You can use 2x _mm256_permute2f128_ps to line up the low and high lanes for a vertical vaddps. This is instead of 2x extractf128 / insertf128. This also turns two 128b vaddps xmm instructions into a single 256b vaddps ymm.

vperm2f128 is as fast as a single vextractf128 or vinsertf128 on Intel CPUs. It's slow on AMD, though (8 m-ops with 4c latency on Bulldozer-family). Still, not so bad that you need to avoid it, even if you care about perf on AMD. (And one of the permutes can actually be a vinsertf128).

__m256 hsum8(__m256 a, __m256 b, __m256 c, __m256 d,
             __m256 e, __m256 f, __m256 g, __m256 h)
{
    // a = [ A7 A6 A5 A4 | A3 A2 A1 A0 ]
    __m256 sumab = _mm256_hadd_ps(a, b);
    __m256 sumcd = _mm256_hadd_ps(c, d);

    __m256 sumef = _mm256_hadd_ps(e, f);
    __m256 sumgh = _mm256_hadd_ps(g, h);

    __m256 sumabcd = _mm256_hadd_ps(sumab, sumcd);  // [ D7:4 ... A7:4 | D3:0 ... A3:0 ]
    __m256 sumefgh = _mm256_hadd_ps(sumef, sumgh);  // [ H7:4 ... E7:4 | H3:0 ... E3:0 ]

    __m256 sum_hi = _mm256_permute2f128_ps(sumabcd, sumefgh, 0x31);  // [ H7:4 ... E7:4 | D7:4 ... A7:4 ]
    __m256 sum_lo = _mm256_permute2f128_ps(sumabcd, sumefgh, 0x20);  // [ H3:0 ... E3:0 | D3:0 ... A3:0 ]

    __m256 result = _mm256_add_ps(sum_hi, sum_lo);
    return result;
}

This compiles as you'd expect. The second permute2f128 actually compiles to a vinsertf128, since it's only using the low lane of each input in the same way that vinsertf128 does. gcc 4.7 and later do this optimization, but only much more recent clang versions do (v3.7).

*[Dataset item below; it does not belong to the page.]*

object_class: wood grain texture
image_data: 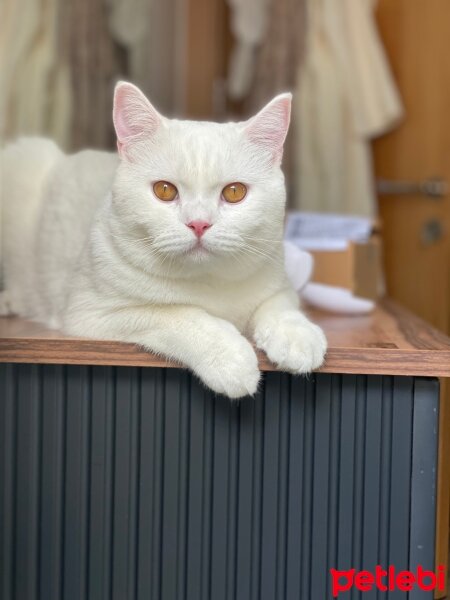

If you care about old clang, do this at the source level.

The savings in source lines is bigger than the savings in instructions, because _mm256_extractf128_ps(sumabcd, 0); compiles to zero instructions: it's just a cast. No compiler should ever emit vextractf128 with an imm8 other than 1. (vmovdqa xmm/m128, xmm is always better for getting the low lane). Nice job Intel on wasting an instruction byte on future-proofing that you couldn't use because plain VEX prefixes don't have room to encode longer vectors.

The two vaddps xmm instructions could run in parallel, so using a single vaddps ymm is mostly just a throughput (and code size) gain, not latency.

We do shave off 3 cycles from completely eliminating the final vinsertf128, though.

vhaddps is 3 uops, 5c latency, and one per 2c throughput. (6c latency on Skylake). Two of those three uops run on the shuffle port. I guess it's basically doing 2x shufps to generate operands for addps.

If we can emulate haddps (or at least get a horizontal operation we can use) with a single shufps/addps or something, we'd come out ahead. Unfortunately, I don't see how. A single shuffle can only produce one result with data from two vectors, but we need both inputs to vertical addps to have data from both vectors.

I don't think doing the horizontal sum another way looks promising. Normally, hadd is not a good choice, because the common horizontal-sum use-case only cares about one element of its output. That's not the case here: every element of every hadd result is actually used.